Die Anwendung des Ausgangstrafos wurde gewählt, weil sich damit alle wirklich guten Lautsprecher verwenden liessen und nicht nur die (nicht schlechten, aber doch nicht überragenden und trotzdem teuren)  Philipstypen. Ein Wigo spezial Kinotieftöner z.B., 40 cm Ø, mit 16 Hz Einspannresonanz...; auch ein Cabasse konnte, oder ein Kelly Hochtonbändchen. Sehr schön auch der Isophon Orchester. Da konnte der Trafo nichts verderben. Er musste nur 10 Watt über einen M102b Kern verkraften...
Und bei den hohen Wirkungsgraden damaliger Lautsprecher konnte man mit 10 W die Fensterscheiben beängstigend zum Klirren bringen !
Leider hat kaum eines dieser Exemplare überlebt. Vor 50 Jahren gebaut, längst ausrangiert. Hätte man damals gewusst !

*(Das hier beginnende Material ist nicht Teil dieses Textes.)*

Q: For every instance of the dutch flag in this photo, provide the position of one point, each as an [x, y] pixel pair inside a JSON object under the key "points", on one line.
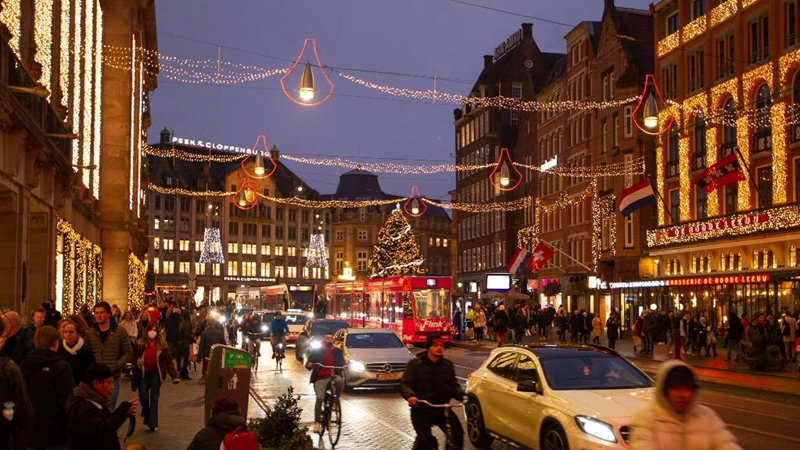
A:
{"points": [[637, 196]]}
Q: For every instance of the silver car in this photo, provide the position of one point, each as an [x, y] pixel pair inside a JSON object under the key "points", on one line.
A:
{"points": [[375, 357]]}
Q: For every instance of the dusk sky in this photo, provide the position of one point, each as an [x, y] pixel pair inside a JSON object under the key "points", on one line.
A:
{"points": [[426, 38]]}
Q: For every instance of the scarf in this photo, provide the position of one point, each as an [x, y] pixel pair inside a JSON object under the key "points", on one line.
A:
{"points": [[73, 350]]}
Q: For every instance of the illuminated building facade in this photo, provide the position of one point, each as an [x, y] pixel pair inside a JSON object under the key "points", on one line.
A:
{"points": [[75, 113]]}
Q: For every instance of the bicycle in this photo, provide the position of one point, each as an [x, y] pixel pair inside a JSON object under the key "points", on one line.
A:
{"points": [[253, 342], [445, 407], [331, 414]]}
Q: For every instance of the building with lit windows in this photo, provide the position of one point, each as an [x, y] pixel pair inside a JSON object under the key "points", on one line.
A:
{"points": [[72, 222], [355, 230], [487, 239], [262, 246], [732, 69]]}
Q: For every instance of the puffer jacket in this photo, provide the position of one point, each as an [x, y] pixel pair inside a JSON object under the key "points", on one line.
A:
{"points": [[660, 427], [210, 437], [115, 352]]}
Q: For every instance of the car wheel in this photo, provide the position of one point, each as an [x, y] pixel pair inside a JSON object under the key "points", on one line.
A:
{"points": [[475, 430], [554, 438]]}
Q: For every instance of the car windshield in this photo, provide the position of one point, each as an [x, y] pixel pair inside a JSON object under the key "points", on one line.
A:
{"points": [[373, 340], [592, 372], [320, 328], [296, 319]]}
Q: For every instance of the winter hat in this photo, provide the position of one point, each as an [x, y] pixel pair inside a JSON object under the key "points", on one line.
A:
{"points": [[98, 372], [680, 376]]}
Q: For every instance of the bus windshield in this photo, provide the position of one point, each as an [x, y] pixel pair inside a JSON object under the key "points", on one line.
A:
{"points": [[432, 303]]}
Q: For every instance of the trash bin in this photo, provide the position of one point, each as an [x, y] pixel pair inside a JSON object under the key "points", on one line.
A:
{"points": [[228, 374]]}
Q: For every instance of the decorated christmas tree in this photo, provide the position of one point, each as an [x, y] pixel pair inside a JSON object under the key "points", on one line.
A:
{"points": [[397, 252]]}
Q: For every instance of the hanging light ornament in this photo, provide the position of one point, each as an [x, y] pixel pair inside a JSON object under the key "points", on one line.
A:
{"points": [[415, 206], [505, 176], [307, 91], [246, 198], [648, 104], [258, 152]]}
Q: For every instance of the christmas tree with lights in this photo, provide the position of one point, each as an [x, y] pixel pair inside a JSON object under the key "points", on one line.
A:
{"points": [[396, 252]]}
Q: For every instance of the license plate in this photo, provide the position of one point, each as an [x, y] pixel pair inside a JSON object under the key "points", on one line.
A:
{"points": [[388, 376]]}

Aber die Schaltung und die Wickeldaten existieren noch. Teilweise handgezeichnet, teilweise schlechte Kopien, bedürften sie einer liebevollen Hand, um sie für eine Veröffentlichung aufzubereiten.

Wer wäre bereit? Bitte hier im Forum melden, um Mehrfacharbeit zu vermeiden. Hat sich erledigt: Thomas Günzel ist so freundlich, das zu übernehmen.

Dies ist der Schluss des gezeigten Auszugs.